Wiele osób ze względu na celiakię lub nietolerancję glutenu nie może jeść zwykłego chleba z maki pszennej. A żyć bez pieczywa trudno. Dlatego trzeba było wymyślić je na nowo. Wypieki bezglutenowe nie muszą kojarzyć się z wyrzeczeniami. Mogą być pyszne i wzbogacać dietę. A poza tym, upieczony w domu chleb jest najzdrowszy!

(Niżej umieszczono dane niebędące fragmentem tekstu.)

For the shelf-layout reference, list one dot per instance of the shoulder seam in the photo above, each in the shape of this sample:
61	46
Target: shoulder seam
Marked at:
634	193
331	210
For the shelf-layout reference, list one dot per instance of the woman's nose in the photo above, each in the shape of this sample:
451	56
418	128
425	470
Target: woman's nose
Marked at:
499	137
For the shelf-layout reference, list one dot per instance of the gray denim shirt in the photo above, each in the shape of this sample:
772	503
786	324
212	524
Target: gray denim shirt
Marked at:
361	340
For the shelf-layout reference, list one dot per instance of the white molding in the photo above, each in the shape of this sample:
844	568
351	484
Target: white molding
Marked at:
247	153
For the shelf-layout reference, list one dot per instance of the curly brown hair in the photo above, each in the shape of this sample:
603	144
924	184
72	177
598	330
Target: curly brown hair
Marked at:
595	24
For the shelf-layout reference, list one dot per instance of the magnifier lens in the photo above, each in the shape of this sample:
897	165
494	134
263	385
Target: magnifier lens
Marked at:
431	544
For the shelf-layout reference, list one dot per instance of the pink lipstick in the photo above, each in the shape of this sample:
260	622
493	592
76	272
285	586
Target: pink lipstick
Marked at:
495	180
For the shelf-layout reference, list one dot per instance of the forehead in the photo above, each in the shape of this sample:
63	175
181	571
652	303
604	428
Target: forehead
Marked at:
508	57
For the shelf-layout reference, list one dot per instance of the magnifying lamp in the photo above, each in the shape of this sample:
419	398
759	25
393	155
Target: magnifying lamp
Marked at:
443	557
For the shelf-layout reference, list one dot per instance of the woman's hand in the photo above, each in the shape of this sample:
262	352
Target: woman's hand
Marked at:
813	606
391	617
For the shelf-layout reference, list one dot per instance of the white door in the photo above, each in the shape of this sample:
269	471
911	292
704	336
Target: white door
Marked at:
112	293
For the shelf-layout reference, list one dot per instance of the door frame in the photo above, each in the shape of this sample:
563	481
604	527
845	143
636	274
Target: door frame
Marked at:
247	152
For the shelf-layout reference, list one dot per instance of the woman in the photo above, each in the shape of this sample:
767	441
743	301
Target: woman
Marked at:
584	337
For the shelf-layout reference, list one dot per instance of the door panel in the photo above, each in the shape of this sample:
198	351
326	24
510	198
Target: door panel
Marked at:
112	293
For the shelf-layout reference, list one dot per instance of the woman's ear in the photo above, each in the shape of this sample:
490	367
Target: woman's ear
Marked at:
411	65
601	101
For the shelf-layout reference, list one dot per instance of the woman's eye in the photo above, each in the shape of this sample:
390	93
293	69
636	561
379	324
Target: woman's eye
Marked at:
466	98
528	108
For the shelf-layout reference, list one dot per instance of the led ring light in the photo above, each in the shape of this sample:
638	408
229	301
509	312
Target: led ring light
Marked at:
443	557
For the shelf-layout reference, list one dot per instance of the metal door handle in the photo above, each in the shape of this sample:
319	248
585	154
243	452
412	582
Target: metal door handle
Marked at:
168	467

Moda na dietę bezglutenową trochę minęła, ale wiele z nas musi ją stosować przez całe życie – ze względu na celiakię lub nietolerancję glutenu. Inni starają się ograniczyć produkty zbożowe w posiłkach, bo te zawierające gluten i jedzone w nadmiarze, sprzyjają otyłości brzusznej. Agnieszka Bednarska, blogerka, autorka książki „Chleb bezglutenowy i inne wypieki”, z powodu choroby córki zmieniła jadłospis całej rodziny.

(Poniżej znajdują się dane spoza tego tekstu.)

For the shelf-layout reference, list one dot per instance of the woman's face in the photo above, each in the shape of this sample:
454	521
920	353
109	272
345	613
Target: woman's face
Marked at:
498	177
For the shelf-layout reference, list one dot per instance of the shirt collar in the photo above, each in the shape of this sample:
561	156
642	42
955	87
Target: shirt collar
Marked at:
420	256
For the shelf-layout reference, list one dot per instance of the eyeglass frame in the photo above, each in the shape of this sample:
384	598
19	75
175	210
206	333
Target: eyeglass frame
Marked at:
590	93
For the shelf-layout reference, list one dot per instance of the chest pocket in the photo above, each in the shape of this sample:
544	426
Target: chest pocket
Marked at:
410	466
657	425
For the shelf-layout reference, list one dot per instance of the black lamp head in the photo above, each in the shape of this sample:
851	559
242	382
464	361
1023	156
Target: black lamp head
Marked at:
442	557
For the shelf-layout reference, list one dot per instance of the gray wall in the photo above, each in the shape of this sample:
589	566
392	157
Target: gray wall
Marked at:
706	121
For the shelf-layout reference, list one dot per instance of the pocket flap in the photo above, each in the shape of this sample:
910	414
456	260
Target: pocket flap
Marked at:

Nie było to łatwe, więc na początku wiele jej wypieków lądowało w koszu. Dzisiaj wyrabia swoje pieczywo z mąk, które z natury nie zawierają glutenu. Warto skorzystać z jej doświadczeń, bo nawet jeśli jesteśmy zdrowi, przyda się nam urozmaicenie diety.
Nie ma idealnego zamiennika dla mąki pszennej. Potrzebne będzie ich kilka – do wymieszania w różnych proporcjach. Mąki ryżowa, kukurydziana, z sorgo mają neutralny smak i to ich jest w tych chlebach najwięcej. Jednak ryżowa, użyta solo, da twardy chleb, bo nie chłonie wody. Większą wilgotność, a więc i elastyczność, zapewnią m.in. mąki gryczana, z ciecierzycy, migdałowa. Dodatkowy plus: znajdziesz w nich te same składniki odżywcze, które są w kaszy czy pestkach: witaminy z grupy B, zdrowe tłuszcze, białko czy błonnik.

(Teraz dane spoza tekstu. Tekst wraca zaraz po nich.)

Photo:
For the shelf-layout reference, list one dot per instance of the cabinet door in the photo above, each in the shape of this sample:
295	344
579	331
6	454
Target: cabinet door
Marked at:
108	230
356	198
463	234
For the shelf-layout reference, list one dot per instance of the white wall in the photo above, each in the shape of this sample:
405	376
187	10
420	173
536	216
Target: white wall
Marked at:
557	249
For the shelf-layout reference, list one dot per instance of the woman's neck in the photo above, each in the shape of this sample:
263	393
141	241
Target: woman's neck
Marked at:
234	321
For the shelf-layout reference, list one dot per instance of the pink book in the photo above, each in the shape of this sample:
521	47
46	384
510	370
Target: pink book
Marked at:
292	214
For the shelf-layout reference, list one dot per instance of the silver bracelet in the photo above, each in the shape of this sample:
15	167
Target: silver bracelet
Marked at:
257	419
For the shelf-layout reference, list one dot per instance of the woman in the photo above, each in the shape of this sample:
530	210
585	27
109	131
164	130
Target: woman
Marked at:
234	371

Gluten skleja ciasto pszenne i sprawia, że jest ono takie puszyste. Jego rolę w chlebie bezglutenowym odgrywa skrobia. Wchodzi w skład większości mąk, ale w różnej ilości. Dlatego warto do ciasta dodać także samą skrobię, np. ziemniaczaną, kukurydzianą czy ryżową.
To nie jest mąka, ale dodaj jej choć trochę. Skutecznie skleja i uelastycznia ciasto. Zalana wodą powiększa objętość 25 razy i upodabnia ciasto do pszennego (150 g ok. 10 zł)
Nie nabiegasz się po sklepach. Wszystkie rodzaje mąki bezglutenowej są łatwo dostępne. Kupisz je nawet w supermarketach, w dziale ze zdrową żywnością. Na początek jako bazową wybierz mąkę ryżową, która jest najtańsza. Jeżeli zgromadzisz dwa, trzy rodzaje mąki w domu, możesz przystępować do pieczenia. Jeśli nigdy dotąd nie przygotowywałaś zakwasu, zacznij od chleba na drożdżach.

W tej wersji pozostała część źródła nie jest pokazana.